I’ve also seen other agents do the same. Notably Agent Fox Mulder.
Ever since my first laptop with built in camera (way before any leaked data showed there was potentially a problem) I have placed a small peace of post it note over the camera. All my friends and collogues thought I was mad, but they all do it now!
While I’ve seen some hardware hackers prove it’s possible to override the indicator light, I haven’t seen any detail in the recent breaches as to if it had been disabled in those cases or not. I’m guessing not, because it isn’t trivial to do, but I do then wonder how people didn’t notice that and immediately suspect something.
Also, as anonymous says (the commenter above, not the hacker collective), it’s easy to disable the camera, perhaps not so easy when it comes to the mic.
I think the deal is this: some webcam LEDs light up with the camera and aren’t independent of it, and other webcams have LEDs that can be controlled separately. I have no idea how you tell reliably which sort you have 🙂
Thanks. Not to say that it would be foolproof, but I’m guessing one strategy for camera makers could be to electrically tie the operation of the LED to the camera being on. When it’s receiving power and has the ability to capture video, the light should be on. No doubt it’s likely cheaper to remove all the expensive computer control logic around it anyway.

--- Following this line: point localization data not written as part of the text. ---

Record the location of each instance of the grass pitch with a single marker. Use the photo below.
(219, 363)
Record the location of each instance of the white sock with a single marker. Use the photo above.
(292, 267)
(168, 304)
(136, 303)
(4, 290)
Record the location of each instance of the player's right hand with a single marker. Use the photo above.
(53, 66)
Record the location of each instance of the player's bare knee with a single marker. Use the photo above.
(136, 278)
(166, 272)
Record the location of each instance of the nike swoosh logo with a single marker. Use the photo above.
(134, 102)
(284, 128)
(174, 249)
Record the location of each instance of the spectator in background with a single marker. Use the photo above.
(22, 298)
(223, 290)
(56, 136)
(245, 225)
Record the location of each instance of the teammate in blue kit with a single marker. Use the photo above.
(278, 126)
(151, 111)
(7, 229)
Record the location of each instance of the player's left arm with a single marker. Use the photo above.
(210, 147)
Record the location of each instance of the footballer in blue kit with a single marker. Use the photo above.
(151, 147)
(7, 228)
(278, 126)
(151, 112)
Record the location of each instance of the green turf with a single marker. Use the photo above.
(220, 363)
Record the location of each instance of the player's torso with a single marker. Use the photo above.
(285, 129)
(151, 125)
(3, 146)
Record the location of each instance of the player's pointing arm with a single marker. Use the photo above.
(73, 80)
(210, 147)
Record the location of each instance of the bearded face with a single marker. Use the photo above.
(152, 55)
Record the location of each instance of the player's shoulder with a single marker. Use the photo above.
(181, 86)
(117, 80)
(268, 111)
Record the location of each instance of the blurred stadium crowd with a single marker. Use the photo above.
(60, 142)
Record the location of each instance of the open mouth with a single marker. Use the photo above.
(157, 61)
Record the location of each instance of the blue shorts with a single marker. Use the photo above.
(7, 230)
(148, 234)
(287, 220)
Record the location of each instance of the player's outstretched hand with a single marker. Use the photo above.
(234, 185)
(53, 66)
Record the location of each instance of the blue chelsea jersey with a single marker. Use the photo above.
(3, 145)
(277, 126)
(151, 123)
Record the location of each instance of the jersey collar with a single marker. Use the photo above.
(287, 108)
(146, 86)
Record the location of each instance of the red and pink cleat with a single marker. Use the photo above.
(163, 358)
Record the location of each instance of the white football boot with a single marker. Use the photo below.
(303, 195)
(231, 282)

What about phones on the Internet? Cameras on the phone?
Duct tape can easily be cut to size 🙂
I have always disabled the camera by removing it’s drivers & so to the mic . My mic doesn’t have a driver , nor do my speakers work . I use an external sound card . My other portable laptop , I cover the camera & mic with rubber gasket tape . It comes in white & black & soundwaves do not travel so easy through gasket tape .

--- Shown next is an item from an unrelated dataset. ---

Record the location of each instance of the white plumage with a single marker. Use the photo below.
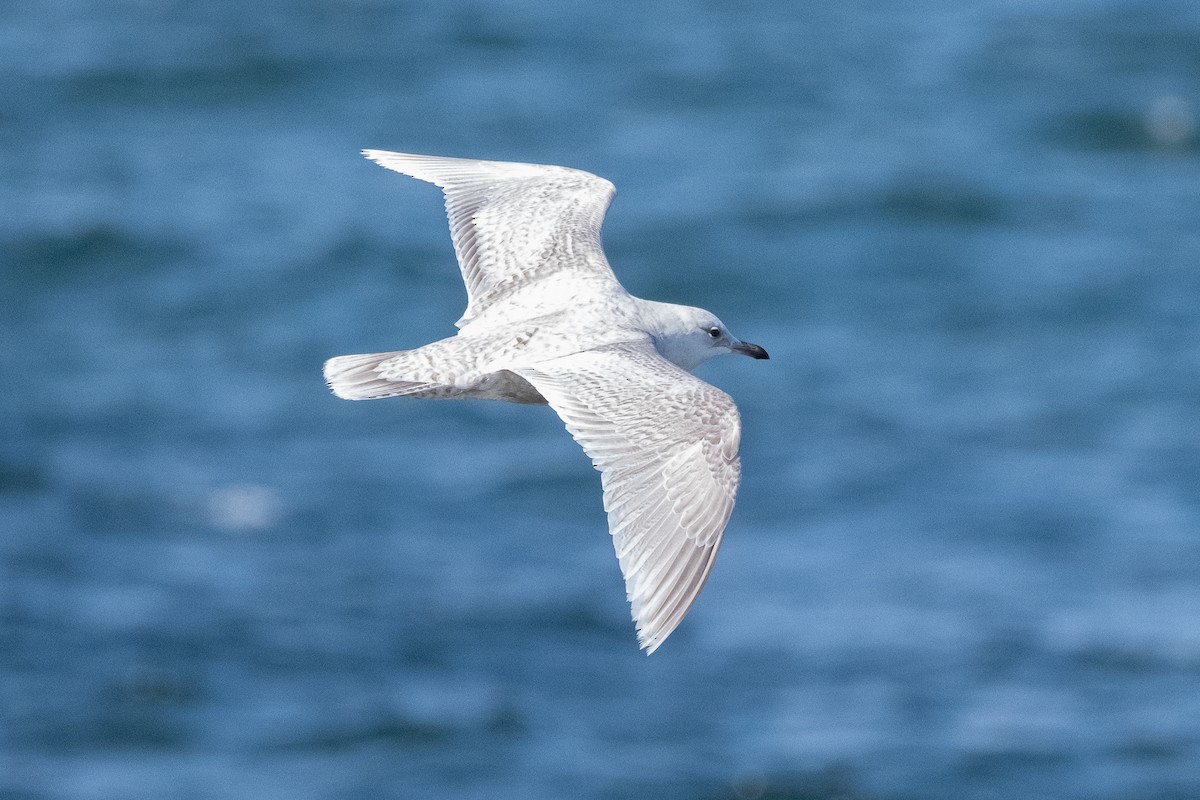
(546, 322)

I never cover my webcam. In matter of fact, I am as hairy as Oleg on the Two Broke Girls sitcom – I sit naked in front of my laptop in all my Orangutan glory. If hackers what to get a good look at that, if the WORLD wants a good look at that … why should I deny them. LOL I pass gas periodically, sometime loud enough to scare the cat, so it’s okay if they want to hear that too.
I think Sophos should give us all a webcam cover!

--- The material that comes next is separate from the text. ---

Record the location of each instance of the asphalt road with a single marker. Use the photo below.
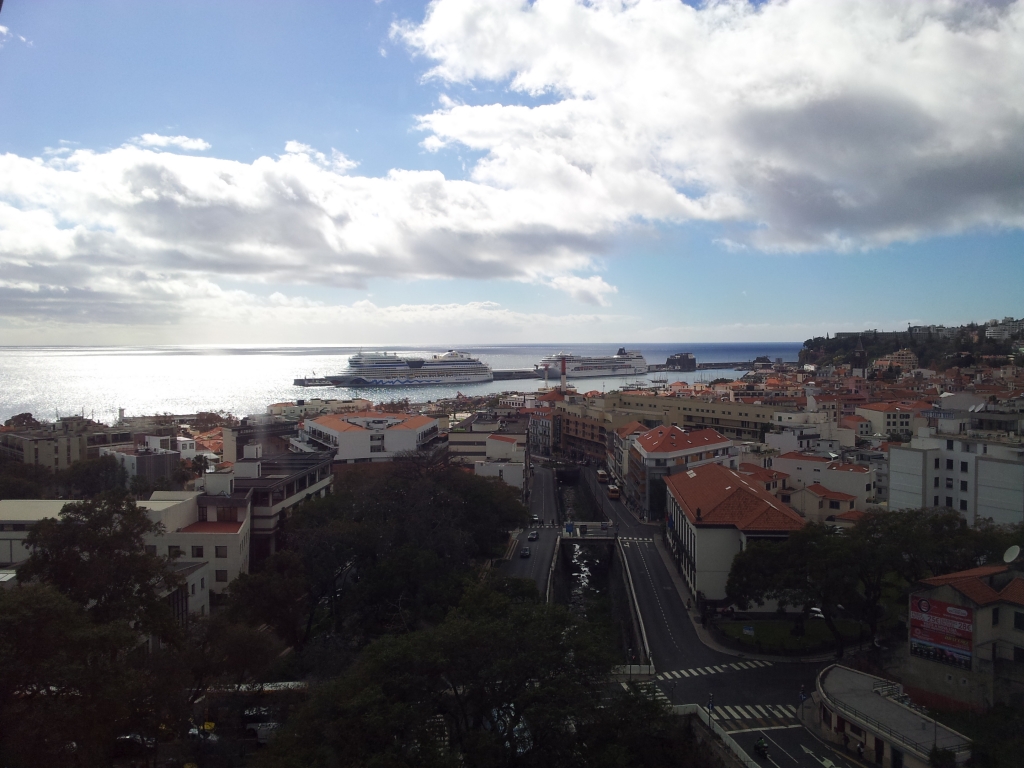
(542, 504)
(751, 697)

Give my webcam cover to B.T.
Best Comment Of The Day Award goes to Jim!
It also protects you from accusations stemming from your own carelessness. I once moved a Professor’s webcam that he’d carelessly put down in an unfortunate position. He insisted it was unintentional, and I’m inclined to believe him, but had I been wearing a skirt, it would have looked right up it.
Don’t laugh, I graduated in Scotland.
I buy a packet of assorted Bandaids. There are a number of miniature Bandaids in a rectangular shape which fit over the iPad selflie camera beautifully. If you ensure the padded section is centred over the camera this works really well, and, can be taken off at the drop of a hat.
I experimented and took a photo of myself and all it shows is the flesh coloured weave of the Bandaid. Too Easy!
My ten year old granddaughter asked about the presence of the bandaid. I explained hoping this would be helpful. She was upset at the thought that I couldn’t take a selfie!!
Very well written.
Pen-test your own devices, how many ports are open and services are they running? Any of these openings could be used to gain a foothold on your devices. including webcams.